Importation of cannabis-based products has ‘chill factor for neurologists’
Mick Barry says doctors nervous about seeking import licence for schedule 1 drug
Noreen O’Neill from Cork will travel to Barcelona to secure CBD, a cannabis-based oil, for her two-year-old son Michael to treat his drug-resistant epilepsy. Photograph: Nick Bradshaw/The Irish Times
The system to allow the import of cannabis-based medicines to Ireland for serious illnesses is not working because it has a “chill factor for neurologists”, the Dáil has heard.
Solidarity TD Mick Barry made the claim as he highlighted the case of Noreen O’Neill from Wilton in Cork who will travel to Barcelona on Monday to secure CBD, a cannabis-based oil, for her two-year-old son Michael to treat his drug-resistant epilepsy.
Mr Barry said the Irish health system is forcing people to travel abroad to seek healthcare, particularly for their children, because doctors are refusing to apply for licences to import these drugs.
The Cork North-Central TD said Michael suffers up to 20 convulsions a day and 10 different anti-convulsion medicines offered by the HSE did not work.
She began treated her son with the cannabis-based oil and he remained seizure-free four months after which the dosage was increased.
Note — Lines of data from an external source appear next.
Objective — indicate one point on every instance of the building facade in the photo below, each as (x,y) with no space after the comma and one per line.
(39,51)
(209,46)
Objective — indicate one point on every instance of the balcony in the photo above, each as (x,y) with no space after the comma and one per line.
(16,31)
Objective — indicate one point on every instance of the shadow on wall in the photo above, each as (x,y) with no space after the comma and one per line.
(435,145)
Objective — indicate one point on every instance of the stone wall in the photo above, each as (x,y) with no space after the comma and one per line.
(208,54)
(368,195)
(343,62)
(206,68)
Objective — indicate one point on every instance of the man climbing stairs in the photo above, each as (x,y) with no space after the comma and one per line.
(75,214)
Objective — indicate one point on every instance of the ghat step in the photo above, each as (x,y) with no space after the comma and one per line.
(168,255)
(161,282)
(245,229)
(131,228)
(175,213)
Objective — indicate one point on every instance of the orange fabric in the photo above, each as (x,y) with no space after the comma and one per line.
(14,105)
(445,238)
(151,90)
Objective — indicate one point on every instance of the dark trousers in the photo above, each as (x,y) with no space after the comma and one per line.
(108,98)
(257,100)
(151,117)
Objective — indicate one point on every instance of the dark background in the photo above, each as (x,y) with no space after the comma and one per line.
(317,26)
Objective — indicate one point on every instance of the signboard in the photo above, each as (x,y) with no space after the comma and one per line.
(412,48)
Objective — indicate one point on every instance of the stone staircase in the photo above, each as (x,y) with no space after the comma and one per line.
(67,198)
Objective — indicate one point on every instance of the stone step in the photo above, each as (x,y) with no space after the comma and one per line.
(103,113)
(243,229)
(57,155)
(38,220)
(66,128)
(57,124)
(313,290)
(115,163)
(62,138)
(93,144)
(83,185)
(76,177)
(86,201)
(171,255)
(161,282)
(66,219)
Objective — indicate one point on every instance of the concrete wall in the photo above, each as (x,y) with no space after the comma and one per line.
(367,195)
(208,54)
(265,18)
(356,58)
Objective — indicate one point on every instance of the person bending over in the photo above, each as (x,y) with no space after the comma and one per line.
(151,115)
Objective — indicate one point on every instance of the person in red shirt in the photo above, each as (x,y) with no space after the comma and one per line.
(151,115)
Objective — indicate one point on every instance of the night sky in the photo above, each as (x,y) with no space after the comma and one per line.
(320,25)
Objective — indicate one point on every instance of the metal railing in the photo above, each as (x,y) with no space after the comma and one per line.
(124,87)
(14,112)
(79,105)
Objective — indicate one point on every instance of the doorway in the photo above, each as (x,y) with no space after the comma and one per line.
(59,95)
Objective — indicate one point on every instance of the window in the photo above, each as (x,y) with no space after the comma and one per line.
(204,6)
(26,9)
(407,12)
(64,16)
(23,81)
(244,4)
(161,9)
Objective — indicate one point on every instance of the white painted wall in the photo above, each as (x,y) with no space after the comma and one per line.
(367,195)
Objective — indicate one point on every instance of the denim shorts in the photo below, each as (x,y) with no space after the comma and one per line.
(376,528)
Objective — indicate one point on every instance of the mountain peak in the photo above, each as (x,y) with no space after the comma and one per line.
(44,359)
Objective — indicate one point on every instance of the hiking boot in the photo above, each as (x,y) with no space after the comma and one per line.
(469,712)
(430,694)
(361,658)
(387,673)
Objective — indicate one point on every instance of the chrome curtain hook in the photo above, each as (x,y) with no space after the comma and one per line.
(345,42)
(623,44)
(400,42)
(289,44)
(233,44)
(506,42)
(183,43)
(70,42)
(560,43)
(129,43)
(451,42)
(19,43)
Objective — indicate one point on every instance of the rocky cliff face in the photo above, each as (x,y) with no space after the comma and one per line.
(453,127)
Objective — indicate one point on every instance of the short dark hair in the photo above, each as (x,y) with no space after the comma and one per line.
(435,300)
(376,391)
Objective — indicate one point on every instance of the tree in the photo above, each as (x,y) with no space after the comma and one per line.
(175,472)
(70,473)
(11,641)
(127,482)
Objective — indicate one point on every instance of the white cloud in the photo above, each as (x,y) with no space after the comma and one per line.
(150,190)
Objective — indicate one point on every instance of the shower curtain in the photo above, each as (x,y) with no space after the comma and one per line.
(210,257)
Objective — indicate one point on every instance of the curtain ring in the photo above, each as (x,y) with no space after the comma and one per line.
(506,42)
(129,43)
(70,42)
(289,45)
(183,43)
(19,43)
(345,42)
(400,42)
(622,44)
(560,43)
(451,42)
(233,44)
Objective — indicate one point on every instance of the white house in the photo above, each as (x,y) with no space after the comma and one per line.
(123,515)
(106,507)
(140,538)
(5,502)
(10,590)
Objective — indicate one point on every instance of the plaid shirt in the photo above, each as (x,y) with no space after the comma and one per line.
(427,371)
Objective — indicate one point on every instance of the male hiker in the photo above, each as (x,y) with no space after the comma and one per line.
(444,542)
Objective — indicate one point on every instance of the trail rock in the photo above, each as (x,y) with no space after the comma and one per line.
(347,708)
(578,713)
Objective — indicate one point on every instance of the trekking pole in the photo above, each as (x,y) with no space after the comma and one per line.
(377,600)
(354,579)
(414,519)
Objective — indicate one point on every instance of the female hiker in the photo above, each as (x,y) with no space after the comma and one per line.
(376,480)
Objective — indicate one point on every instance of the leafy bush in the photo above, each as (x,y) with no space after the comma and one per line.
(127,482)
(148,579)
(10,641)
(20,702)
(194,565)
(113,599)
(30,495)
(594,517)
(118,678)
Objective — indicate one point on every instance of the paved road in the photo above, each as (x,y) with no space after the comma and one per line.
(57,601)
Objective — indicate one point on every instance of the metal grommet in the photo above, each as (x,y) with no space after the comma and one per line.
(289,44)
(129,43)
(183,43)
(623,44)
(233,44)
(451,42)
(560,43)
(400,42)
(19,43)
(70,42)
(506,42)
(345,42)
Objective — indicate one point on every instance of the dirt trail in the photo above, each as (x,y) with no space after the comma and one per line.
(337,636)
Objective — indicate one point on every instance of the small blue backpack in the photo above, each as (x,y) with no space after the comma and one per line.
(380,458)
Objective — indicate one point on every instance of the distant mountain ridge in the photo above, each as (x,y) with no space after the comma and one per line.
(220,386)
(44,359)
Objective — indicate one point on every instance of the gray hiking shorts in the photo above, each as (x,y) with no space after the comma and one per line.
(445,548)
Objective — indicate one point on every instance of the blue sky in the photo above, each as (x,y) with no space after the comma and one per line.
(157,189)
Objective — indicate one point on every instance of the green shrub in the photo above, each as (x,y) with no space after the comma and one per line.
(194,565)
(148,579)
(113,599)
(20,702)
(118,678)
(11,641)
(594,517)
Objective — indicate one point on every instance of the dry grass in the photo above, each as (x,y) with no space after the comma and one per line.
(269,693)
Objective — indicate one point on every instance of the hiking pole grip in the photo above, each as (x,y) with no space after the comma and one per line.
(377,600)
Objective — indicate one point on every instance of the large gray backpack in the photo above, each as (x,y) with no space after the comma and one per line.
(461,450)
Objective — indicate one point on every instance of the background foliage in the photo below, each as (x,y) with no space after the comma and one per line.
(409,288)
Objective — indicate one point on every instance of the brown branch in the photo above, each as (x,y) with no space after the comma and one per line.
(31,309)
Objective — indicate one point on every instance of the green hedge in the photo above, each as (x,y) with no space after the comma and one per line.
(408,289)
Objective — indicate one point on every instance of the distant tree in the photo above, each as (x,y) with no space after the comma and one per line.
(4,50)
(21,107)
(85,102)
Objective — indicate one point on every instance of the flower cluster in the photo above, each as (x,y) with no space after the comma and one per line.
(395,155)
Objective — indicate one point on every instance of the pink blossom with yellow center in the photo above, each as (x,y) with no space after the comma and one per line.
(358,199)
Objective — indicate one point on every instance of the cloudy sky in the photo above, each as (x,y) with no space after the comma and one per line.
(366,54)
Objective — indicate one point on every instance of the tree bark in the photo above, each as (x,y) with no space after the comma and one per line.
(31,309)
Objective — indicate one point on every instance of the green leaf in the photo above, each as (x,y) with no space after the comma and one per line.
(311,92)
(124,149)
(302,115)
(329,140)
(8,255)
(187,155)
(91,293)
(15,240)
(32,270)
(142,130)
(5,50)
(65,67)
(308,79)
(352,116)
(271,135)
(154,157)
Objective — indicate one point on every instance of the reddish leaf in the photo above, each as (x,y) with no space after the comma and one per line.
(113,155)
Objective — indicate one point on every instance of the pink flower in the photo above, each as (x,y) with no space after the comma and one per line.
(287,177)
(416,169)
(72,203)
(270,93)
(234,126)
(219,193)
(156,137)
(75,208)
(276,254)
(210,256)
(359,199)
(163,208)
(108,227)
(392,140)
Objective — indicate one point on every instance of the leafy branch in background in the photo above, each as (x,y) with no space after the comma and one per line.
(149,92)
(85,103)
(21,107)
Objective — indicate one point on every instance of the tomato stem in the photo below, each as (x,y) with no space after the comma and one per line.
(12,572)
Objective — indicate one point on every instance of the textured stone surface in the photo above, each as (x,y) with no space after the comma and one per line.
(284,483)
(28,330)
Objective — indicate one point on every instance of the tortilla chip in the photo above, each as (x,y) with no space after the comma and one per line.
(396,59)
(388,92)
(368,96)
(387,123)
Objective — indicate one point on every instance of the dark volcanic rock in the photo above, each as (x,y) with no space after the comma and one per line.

He is now at its maximum dosage level.
His treatment is being overseen by a clinic in Barcelona through Skype and the medicines his mother will bring back on Wednesday will do until the end of January.
Ms O’Neill had gone to three neurologists but each had declined to apply for the licence to import THC, a stronger cannabis-based medicine to treat his epilepsy.
Under the licensing system a consultant can apply for a licence to import cannabis-based medicines to treat in cases of multiple sclerosis, for intensive nausea and vomiting after chemotherapy and for treatment-resistant epilepsy.
Mr Barry said “there is a chill factor for neurologists” because the cannabis-based medicine is schedule 1 drug, not prescribed for medical purposes and “illegal beyond a very, very low dosage and neurologists are nervous about the position”.
Mr Barry asked if, when Ms O’Neill returned to from Barcelona, she would be taken aside by customs officials and if they would confiscate the medicine, and he said she would be filming her return.
The Solidarity TD said that only 12 licences were in place to import the medicines, which he said was less than 1 per cent of the people who need it have got it.
Under the licensing system people should not have to go abroad “but your Government still forces people to go abroad for the healthcare needs of their children”.
‘Streamline the process’
Tánaiste Simon Coveney, replying for the Government said that every licence that had been applied for had been granted.
He said “we are trying to ensure that neurologists understand that these products are available”, but they were only licensed from Canada and Netherlands.
Mr Coveney added that Department of Health officials were working intensively “to ensure that we can streamline the process whereby appropriate cannabis products come into Ireland so that children can get the treatment they need when they need it”.
He believed that was different from what Mr Barry wanted. “The only focus here of Government and the Minister is to ensure that appropriate products of the right standard are being used by patients in Ireland under the supervision of doctors.”
He said the Minister for Health had shown a willingness to ensure that where a doctor seeks a licence that it is granted as quickly as possible.